# Where does this wire go



## RHarmel (Oct 1, 2017)

Received an older ariens 32 inch with an hm100 on it. The motor isn't getting any spark so I decided to take it apart. I found a wire that wasn't hooked to anything and can't find any info on it. Seems to be a ground.


----------



## Shryp (Jan 1, 2011)

The loop sticking out of the end looks like something that would connect to a throttle lever. Normally when you turn the throttle all the way down the lever touches that and grounds things out. If that was loose and touching the metal it was probably grounding out your spark.


----------



## gsnod (Sep 2, 2013)

Agree with Shryp -- I've not seen that type of wire in the points set, yet with that loop, it does look like a grounding piece for a throttle. If it was touching anything metal, then it was likely grounding out the spark.


----------



## Shaw351 (Nov 15, 2016)

I agree with the guys, in fact I believe that those two wires are both ends of the same wire. Re-route the clip end back to the throttle linkage area.
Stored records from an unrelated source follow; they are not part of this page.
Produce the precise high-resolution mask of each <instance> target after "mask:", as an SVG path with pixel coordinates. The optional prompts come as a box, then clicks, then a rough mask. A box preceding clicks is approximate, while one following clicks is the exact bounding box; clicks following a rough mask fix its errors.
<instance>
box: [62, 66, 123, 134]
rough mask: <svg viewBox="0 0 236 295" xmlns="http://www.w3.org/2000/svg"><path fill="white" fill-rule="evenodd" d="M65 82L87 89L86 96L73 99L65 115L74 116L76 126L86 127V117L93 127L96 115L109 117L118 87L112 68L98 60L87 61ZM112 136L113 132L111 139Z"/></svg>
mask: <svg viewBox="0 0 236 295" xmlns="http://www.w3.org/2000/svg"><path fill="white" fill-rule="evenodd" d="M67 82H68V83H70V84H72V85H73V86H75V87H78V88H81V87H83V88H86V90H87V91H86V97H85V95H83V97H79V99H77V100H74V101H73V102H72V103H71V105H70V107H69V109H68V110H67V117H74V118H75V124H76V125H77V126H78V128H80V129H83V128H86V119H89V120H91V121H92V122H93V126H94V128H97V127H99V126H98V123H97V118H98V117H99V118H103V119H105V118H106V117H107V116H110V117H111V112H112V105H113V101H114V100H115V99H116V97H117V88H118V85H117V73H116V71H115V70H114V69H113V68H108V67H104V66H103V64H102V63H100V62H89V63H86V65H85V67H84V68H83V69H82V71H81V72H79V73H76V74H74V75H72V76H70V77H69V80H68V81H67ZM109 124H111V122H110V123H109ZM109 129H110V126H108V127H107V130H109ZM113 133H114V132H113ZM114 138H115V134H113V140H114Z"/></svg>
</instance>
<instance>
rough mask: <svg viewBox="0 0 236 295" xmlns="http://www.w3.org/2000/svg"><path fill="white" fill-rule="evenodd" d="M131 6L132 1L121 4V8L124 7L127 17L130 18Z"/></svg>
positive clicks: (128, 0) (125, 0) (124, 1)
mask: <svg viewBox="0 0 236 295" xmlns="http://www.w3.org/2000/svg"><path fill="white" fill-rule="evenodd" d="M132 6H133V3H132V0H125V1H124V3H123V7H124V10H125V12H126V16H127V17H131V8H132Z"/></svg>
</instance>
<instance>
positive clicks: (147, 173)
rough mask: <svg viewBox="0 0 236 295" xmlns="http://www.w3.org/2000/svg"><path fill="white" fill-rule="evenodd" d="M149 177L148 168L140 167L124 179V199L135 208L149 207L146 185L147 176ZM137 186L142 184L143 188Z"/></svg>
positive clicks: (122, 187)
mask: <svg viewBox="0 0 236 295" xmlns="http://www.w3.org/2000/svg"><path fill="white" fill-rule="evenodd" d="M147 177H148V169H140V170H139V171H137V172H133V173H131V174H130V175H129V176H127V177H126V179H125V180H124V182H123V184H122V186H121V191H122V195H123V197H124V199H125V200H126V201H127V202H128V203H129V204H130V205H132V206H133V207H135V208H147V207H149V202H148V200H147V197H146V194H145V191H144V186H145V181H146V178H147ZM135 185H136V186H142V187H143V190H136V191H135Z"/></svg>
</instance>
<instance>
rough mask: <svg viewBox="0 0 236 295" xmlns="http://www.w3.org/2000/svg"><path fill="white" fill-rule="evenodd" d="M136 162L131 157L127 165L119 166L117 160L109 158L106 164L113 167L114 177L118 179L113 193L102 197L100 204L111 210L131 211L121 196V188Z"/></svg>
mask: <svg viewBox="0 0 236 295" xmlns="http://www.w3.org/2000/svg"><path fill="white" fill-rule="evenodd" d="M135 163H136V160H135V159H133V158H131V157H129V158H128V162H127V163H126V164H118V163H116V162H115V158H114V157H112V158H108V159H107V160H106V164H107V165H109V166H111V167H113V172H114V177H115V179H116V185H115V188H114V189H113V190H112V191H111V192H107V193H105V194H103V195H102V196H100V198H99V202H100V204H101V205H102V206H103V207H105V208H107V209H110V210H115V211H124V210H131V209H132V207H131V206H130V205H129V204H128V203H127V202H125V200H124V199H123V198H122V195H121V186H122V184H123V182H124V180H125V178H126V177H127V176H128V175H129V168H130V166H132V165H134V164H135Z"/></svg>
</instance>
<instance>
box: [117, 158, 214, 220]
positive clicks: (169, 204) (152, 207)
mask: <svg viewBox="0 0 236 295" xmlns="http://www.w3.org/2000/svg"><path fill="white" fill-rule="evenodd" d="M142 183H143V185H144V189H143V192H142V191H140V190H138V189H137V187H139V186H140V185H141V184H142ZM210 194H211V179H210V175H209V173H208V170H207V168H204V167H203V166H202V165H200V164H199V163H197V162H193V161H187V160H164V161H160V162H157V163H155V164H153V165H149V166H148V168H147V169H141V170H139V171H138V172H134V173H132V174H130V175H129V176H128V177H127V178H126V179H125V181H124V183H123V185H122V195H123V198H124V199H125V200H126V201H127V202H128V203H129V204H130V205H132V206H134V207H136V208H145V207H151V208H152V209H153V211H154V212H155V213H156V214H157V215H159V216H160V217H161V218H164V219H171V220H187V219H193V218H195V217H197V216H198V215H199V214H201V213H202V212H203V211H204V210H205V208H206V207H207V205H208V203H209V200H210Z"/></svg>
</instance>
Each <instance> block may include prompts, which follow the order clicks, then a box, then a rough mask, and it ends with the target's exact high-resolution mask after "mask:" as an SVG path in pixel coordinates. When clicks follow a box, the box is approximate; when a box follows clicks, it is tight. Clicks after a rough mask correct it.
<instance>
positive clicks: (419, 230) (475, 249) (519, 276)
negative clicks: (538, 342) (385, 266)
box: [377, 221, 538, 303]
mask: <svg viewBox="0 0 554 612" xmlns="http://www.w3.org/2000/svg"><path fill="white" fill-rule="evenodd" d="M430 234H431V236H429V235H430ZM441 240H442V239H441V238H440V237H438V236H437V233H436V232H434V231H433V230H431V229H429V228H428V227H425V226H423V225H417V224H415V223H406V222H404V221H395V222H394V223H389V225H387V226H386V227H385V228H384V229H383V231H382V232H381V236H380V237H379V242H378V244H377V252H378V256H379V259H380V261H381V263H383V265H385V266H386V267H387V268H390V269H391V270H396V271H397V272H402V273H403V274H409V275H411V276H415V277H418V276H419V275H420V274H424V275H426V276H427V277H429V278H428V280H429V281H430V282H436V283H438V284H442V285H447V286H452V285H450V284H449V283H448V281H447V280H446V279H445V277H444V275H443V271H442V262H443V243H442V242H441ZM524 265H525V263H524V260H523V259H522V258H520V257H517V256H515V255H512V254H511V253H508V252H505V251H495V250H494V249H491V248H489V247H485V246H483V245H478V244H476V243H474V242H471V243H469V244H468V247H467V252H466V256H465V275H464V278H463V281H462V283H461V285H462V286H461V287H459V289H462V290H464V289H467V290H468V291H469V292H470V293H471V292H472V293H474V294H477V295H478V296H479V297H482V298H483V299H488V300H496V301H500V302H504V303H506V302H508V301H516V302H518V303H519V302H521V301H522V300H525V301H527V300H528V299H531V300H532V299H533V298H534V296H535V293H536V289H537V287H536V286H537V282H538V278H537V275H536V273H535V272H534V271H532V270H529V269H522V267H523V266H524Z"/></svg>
If you can't figure its location we can post up a pixx of what & where it goes. 
Lots of times old condensers are bad and cause no spark conditions.


----------



## unknown1 (Dec 13, 2015)

I agree it looks like a kill terminal for a throttle.
Look at these images I grabbed from a google search.
The one with the blue arrow shows where those terminals usually sit at the bottom of the throttle lever.
The other is just a close up of those terminals.
Ignore the red circle.... that is just showing spade connectors typically used to hook up another kill switch like a removable plastic carburetor-box key.


----------